Dempsey P J, Layton J E, Duhrsen U, Nicola N A, Cebon J, Burgess A W, Morstyn G
Melbourne Tumour Biology Branch, Ludwig Institute for Cancer Research, Australia.
Hybridoma. 1990 Dec;9(6):545-58. doi: 10.1089/hyb.1990.9.545.
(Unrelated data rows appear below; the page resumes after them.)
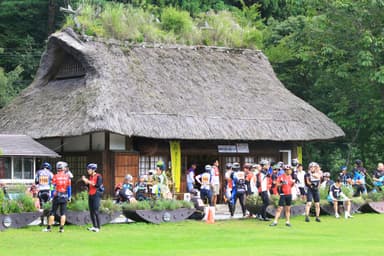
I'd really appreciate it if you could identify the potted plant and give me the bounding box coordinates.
[44,191,121,225]
[0,185,40,230]
[122,199,195,224]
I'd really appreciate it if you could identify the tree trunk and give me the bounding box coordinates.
[48,0,56,35]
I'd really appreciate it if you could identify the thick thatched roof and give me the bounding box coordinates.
[0,30,344,141]
[0,134,60,158]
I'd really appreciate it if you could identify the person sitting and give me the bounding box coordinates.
[328,178,352,219]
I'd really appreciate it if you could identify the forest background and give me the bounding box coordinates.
[0,0,384,178]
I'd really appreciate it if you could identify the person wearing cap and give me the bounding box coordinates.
[328,178,352,219]
[81,163,104,232]
[256,160,271,221]
[304,162,321,222]
[196,164,213,206]
[270,165,295,227]
[43,162,72,233]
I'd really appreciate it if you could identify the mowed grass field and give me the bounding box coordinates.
[0,214,384,256]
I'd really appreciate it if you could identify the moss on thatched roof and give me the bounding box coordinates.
[0,30,344,141]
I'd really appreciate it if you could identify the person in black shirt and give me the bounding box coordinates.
[328,179,352,219]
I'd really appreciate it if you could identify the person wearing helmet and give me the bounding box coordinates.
[320,172,335,189]
[224,163,233,213]
[187,163,197,193]
[372,163,384,191]
[293,163,307,202]
[211,160,220,206]
[339,165,353,188]
[327,178,352,219]
[196,164,213,206]
[133,175,148,201]
[115,174,134,203]
[353,159,367,196]
[231,163,247,217]
[270,165,295,227]
[43,162,72,232]
[35,162,53,211]
[256,160,271,221]
[81,163,104,232]
[152,160,170,198]
[304,162,321,222]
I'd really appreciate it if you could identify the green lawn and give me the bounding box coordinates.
[0,214,384,256]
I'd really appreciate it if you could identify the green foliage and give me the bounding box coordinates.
[100,198,121,214]
[67,191,89,211]
[0,66,23,108]
[65,3,262,48]
[0,185,37,214]
[122,199,194,211]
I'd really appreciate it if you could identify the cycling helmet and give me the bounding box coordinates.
[41,162,52,170]
[56,161,65,170]
[156,160,165,171]
[355,159,363,166]
[87,163,97,170]
[292,158,299,166]
[232,163,240,172]
[225,163,232,170]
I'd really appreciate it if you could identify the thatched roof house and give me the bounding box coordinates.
[0,29,344,193]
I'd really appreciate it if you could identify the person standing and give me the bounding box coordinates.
[328,178,352,219]
[270,165,295,227]
[196,164,213,206]
[81,163,104,232]
[43,162,72,233]
[305,162,321,222]
[35,162,53,211]
[211,160,220,206]
[231,163,247,217]
[187,163,196,193]
[295,163,307,202]
[353,159,367,196]
[256,160,271,221]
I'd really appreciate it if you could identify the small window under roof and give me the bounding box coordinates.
[55,54,85,79]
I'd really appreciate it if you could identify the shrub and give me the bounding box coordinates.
[161,7,193,35]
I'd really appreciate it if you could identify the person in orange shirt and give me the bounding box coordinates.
[43,162,72,233]
[81,163,104,232]
[270,165,295,227]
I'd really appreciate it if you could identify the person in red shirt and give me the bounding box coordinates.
[81,163,104,232]
[270,165,295,227]
[43,162,72,232]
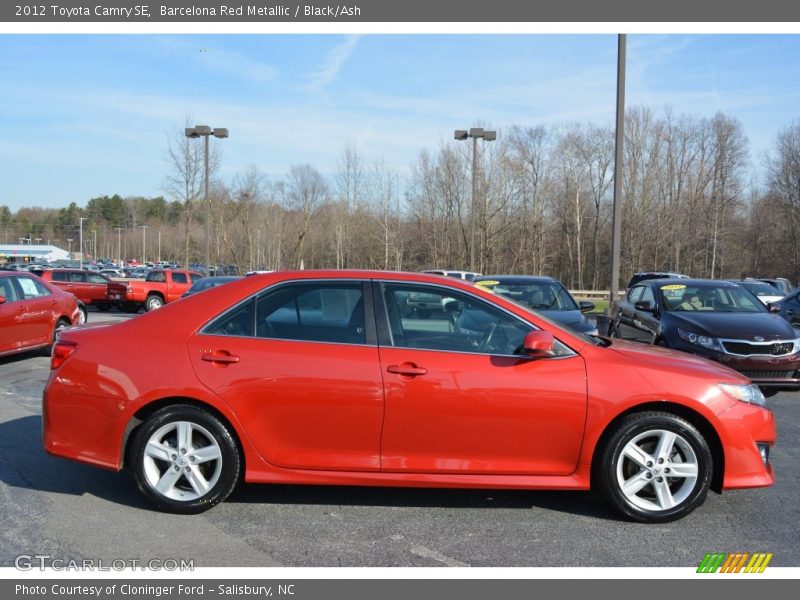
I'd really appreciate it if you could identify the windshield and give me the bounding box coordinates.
[475,279,578,310]
[739,281,784,298]
[659,283,767,313]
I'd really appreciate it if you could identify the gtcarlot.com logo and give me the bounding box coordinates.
[697,552,772,573]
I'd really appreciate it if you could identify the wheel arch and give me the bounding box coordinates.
[592,401,725,494]
[119,396,247,477]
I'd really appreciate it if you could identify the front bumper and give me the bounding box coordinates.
[719,402,776,490]
[670,340,800,391]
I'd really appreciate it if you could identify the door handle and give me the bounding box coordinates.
[386,363,428,377]
[200,350,239,365]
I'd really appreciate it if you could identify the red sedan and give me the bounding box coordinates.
[44,271,775,522]
[0,271,86,356]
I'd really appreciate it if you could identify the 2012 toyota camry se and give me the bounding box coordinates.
[43,271,775,522]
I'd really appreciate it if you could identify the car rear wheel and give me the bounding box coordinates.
[131,405,242,514]
[144,294,164,312]
[595,412,713,523]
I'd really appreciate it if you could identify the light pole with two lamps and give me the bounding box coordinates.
[454,127,497,271]
[185,125,228,275]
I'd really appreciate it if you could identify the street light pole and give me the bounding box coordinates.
[114,227,122,269]
[184,125,228,275]
[608,33,626,316]
[139,225,147,264]
[78,217,86,269]
[454,127,497,271]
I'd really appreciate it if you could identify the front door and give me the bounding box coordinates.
[376,283,586,475]
[189,280,383,471]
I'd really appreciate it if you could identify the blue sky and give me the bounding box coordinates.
[0,34,800,210]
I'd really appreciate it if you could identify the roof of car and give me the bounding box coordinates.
[473,275,556,285]
[636,277,738,287]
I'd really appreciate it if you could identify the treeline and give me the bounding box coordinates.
[0,107,800,289]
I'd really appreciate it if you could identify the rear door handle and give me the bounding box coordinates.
[386,363,428,377]
[200,350,239,365]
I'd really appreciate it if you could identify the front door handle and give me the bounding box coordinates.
[386,363,428,377]
[200,350,239,365]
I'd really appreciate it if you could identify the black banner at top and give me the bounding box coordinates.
[0,0,800,23]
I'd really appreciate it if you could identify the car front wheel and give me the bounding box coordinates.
[130,405,242,514]
[595,412,713,523]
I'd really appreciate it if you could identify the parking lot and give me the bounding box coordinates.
[0,311,800,567]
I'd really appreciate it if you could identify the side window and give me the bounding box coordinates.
[203,299,256,337]
[256,282,367,344]
[637,286,656,306]
[381,283,533,355]
[0,277,19,302]
[17,277,50,299]
[628,285,644,304]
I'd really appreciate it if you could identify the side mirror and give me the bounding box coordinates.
[442,298,461,313]
[522,330,555,356]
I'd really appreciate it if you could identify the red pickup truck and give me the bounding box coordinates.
[118,270,202,313]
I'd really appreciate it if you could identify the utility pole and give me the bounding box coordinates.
[608,33,626,316]
[78,217,86,269]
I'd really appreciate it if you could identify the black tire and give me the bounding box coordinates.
[129,404,242,514]
[593,411,714,523]
[121,302,139,314]
[144,294,164,312]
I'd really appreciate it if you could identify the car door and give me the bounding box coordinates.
[189,280,383,471]
[86,273,109,304]
[0,277,25,354]
[376,282,586,475]
[167,272,192,302]
[11,275,56,347]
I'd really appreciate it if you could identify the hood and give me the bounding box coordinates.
[536,310,597,331]
[667,312,797,342]
[609,339,750,383]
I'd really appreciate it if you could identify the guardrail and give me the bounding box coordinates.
[569,290,625,300]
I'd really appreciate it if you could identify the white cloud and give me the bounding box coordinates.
[306,35,359,91]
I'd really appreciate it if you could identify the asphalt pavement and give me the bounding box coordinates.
[0,312,800,567]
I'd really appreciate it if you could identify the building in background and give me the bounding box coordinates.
[0,244,70,264]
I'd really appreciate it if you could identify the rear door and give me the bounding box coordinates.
[376,282,587,475]
[189,280,383,471]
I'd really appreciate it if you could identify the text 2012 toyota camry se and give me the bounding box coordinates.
[44,271,775,522]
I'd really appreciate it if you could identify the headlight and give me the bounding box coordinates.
[719,383,767,407]
[678,329,722,352]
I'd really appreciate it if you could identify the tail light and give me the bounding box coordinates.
[50,341,78,370]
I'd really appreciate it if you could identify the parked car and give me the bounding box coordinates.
[43,270,775,522]
[609,279,800,394]
[422,269,480,281]
[627,271,689,289]
[31,269,122,311]
[728,279,786,304]
[775,288,800,329]
[120,269,202,313]
[181,275,241,298]
[758,277,792,295]
[0,271,86,356]
[473,275,598,335]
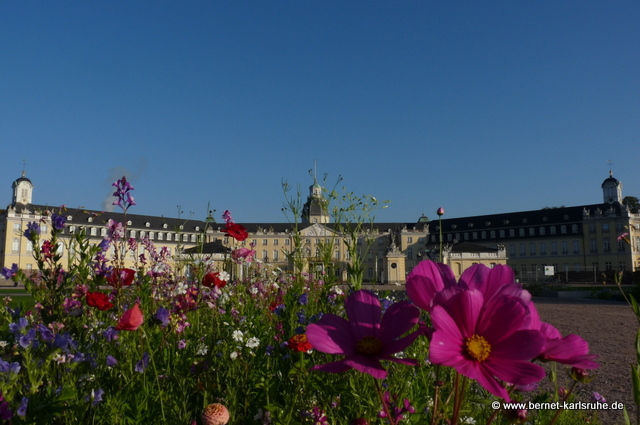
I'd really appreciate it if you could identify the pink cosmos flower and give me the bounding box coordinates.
[306,290,420,379]
[538,323,600,370]
[115,303,144,331]
[406,260,457,312]
[429,288,545,400]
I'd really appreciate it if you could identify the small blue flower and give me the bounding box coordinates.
[0,263,19,279]
[155,307,169,326]
[24,221,40,242]
[16,397,29,418]
[51,213,67,230]
[105,356,118,367]
[134,352,149,373]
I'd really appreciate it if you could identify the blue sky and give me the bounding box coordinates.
[0,0,640,222]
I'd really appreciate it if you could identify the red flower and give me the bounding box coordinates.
[116,303,144,331]
[107,269,136,288]
[87,292,113,311]
[222,223,249,242]
[289,334,313,352]
[202,272,227,289]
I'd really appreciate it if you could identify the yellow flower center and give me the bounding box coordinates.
[356,336,382,356]
[464,334,491,362]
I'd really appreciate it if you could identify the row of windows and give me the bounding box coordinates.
[509,240,580,257]
[431,224,580,242]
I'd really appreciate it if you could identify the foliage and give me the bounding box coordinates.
[0,177,608,425]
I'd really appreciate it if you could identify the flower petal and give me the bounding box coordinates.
[379,301,420,343]
[306,314,358,355]
[344,289,381,340]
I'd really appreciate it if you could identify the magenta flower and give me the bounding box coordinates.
[429,288,545,400]
[406,260,457,312]
[538,323,600,370]
[306,290,420,379]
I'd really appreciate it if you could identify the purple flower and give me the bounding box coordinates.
[9,317,29,336]
[0,359,20,374]
[105,356,118,367]
[1,263,20,279]
[155,307,169,326]
[84,388,104,407]
[306,290,420,379]
[112,176,136,212]
[24,221,40,242]
[134,352,149,373]
[102,326,119,342]
[18,328,36,348]
[16,397,29,418]
[51,213,67,230]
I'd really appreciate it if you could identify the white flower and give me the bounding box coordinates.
[231,330,244,342]
[245,336,260,348]
[196,344,209,356]
[173,282,188,296]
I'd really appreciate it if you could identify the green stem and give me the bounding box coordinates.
[373,378,397,425]
[549,381,578,425]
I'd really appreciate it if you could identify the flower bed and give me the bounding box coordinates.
[0,180,598,425]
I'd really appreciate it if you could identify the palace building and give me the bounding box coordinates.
[0,172,640,284]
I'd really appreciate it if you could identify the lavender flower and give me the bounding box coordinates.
[24,221,40,242]
[105,356,118,367]
[16,397,29,418]
[134,352,149,373]
[112,176,136,213]
[51,213,67,230]
[0,263,19,279]
[84,388,104,407]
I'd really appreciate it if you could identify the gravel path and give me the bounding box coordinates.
[534,298,638,424]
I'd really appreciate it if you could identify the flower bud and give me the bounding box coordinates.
[202,403,229,425]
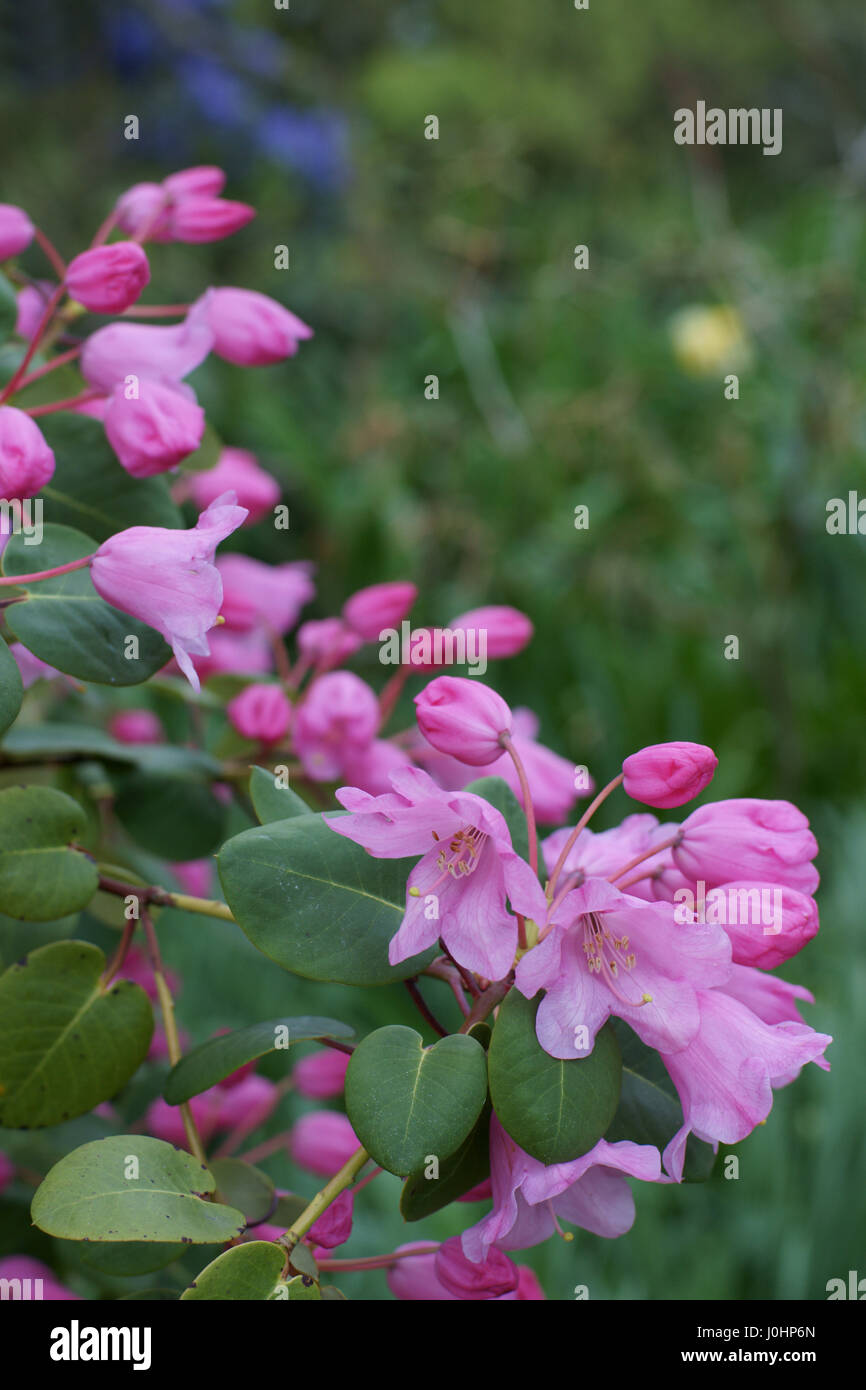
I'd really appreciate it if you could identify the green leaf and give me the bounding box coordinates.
[0,639,24,734]
[114,770,227,863]
[464,777,530,859]
[346,1024,487,1176]
[605,1019,716,1183]
[181,1240,285,1302]
[210,1158,277,1226]
[0,274,18,342]
[163,1015,354,1105]
[400,1105,491,1220]
[38,411,183,542]
[488,990,621,1163]
[218,815,432,984]
[0,941,153,1129]
[250,767,310,826]
[3,525,171,685]
[0,787,99,922]
[31,1134,246,1245]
We have produced monoclonal antibodies to bacterially synthesized, human granulocyte-macrophage colony-stimulating factor (rhGM-CSF) and have studied in detail the characteristics of three strongly neutralizing antibodies. The antibodies reacted with GM-CSF at high dilution (EC50 = 0.1-1.7 nM) in an indirect ELISA but did not react with murine GM-CSF or other cytokines. They also recognized glycosylated hGM-CSF produced by human lymphocytes. The antibodies were able to immunoprecipitate rhGM-CSF, but only reacted weakly with rhGM-CSF on Western blots, indicating that they recognized a conformation-dependent epitope. Cross-blocking studies showed that the three antibodies recognized overlapping epitopes. The antibodies inhibited binding of 125I-labeled rhGM-CSF to HL-60 cells at nanomolar concentrations and neutralized GM-CSF activity in two different bioassays. These antibodies thus provide a useful tool for analyzing the specificity of bioassays and for further studies of the production and function of GM-CSF in vitro and in vivo.
我们制备了针对细菌合成的人粒细胞巨噬细胞集落刺激因子(rhGM-CSF)的单克隆抗体,并详细研究了三种强中和抗体的特性。这些抗体在间接ELISA中以高稀释度(EC50 = 0.1 - 1.7 nM)与GM-CSF反应,但不与鼠GM-CSF或其他细胞因子反应。它们还能识别由人淋巴细胞产生的糖基化hGM-CSF。这些抗体能够免疫沉淀rhGM-CSF,但在Western印迹上与rhGM-CSF的反应较弱,表明它们识别的是构象依赖性表位。交叉阻断研究表明,这三种抗体识别重叠表位。这些抗体在纳摩尔浓度下可抑制125I标记的rhGM-CSF与HL-60细胞的结合,并在两种不同的生物测定中中和GM-CSF活性。因此,这些抗体为分析生物测定的特异性以及进一步研究GM-CSF在体外和体内的产生和功能提供了有用的工具。